Rather than applying hydration breaks selectively based on temperature readings at individual venues, FIFA opted for a blanket policy across all 104 matches. Every game, every stadium, every round.
The crypto angle: FIFA Collect moves to Avalanche
FIFA’s FIFA Collect platform, its digital collectibles marketplace, has migrated to Avalanche, an EVM-compatible blockchain. The switch is designed to deliver faster transactions and lower fees for fans buying and trading digital collectibles tied to the tournament.

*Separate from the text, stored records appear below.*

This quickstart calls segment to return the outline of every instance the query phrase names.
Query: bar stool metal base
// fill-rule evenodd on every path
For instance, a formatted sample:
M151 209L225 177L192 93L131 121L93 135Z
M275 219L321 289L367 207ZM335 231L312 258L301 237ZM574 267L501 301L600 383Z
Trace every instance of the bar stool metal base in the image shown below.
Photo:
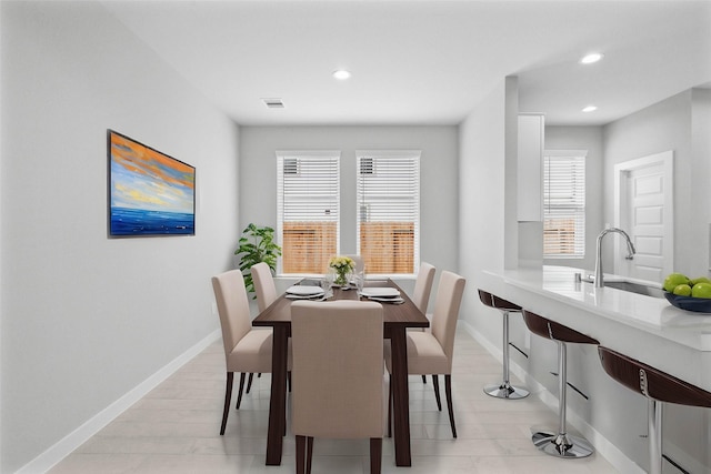
M567 433L537 432L531 436L535 447L548 455L565 458L588 457L594 448L587 440Z
M495 399L521 400L529 396L529 391L520 386L513 386L508 382L500 385L491 384L484 386L484 393Z

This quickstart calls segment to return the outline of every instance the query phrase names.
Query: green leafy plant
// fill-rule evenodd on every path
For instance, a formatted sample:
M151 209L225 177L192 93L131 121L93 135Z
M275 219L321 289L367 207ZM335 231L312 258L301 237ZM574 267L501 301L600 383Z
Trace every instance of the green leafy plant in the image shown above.
M240 238L240 246L234 251L240 258L240 270L248 292L254 293L254 282L250 269L264 262L272 273L277 271L277 259L281 255L281 246L274 242L274 230L269 226L258 228L249 224Z

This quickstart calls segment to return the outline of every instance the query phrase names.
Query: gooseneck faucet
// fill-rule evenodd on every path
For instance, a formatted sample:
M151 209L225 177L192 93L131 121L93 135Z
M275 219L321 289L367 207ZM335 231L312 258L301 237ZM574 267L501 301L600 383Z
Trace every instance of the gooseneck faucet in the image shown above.
M598 235L598 244L597 244L598 254L595 255L595 280L594 280L595 288L604 286L604 282L602 281L602 238L609 234L610 232L617 232L619 234L622 234L622 236L624 236L624 240L627 241L627 250L628 250L628 255L625 256L625 259L632 260L634 258L633 256L635 253L634 245L632 244L630 236L622 229L608 228L602 232L600 232L600 235Z

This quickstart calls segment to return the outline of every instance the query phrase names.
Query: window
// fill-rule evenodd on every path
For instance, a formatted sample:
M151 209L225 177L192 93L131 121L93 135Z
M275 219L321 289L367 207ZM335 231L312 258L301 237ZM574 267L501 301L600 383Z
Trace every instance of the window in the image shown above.
M545 151L543 157L543 256L585 256L587 151Z
M279 272L323 273L338 253L338 151L277 152Z
M368 273L419 265L420 152L358 151L358 250Z

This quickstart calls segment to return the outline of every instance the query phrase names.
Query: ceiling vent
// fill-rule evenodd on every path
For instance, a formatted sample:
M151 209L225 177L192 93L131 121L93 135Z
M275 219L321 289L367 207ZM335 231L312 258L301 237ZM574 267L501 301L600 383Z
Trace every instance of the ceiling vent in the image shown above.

Moving to an EVM-compatible chain means FIFA Collect’s digital assets can interact with the broader Ethereum ecosystem, including wallets, decentralized exchanges, and other platforms that support EVM standards.
What this means for investors
For advertisers, the pricing dynamics are telling. At $300,000 per slot, World Cup hydration breaks sit well below the cost of a Super Bowl ad but offer something the Super Bowl cannot: weeks of sustained inventory across dozens of matches with global audiences.
On the crypto side, a successful FIFA Collect rollout could drive meaningful transaction volume and new wallet creation on the Avalanche network. Digital collectible platforms have a mixed track record, and consumer enthusiasm for sports NFTs has cooled significantly since the 2021 peak. FIFA is betting that the combination of the world’s biggest tournament and improved blockchain infrastructure reignites that interest.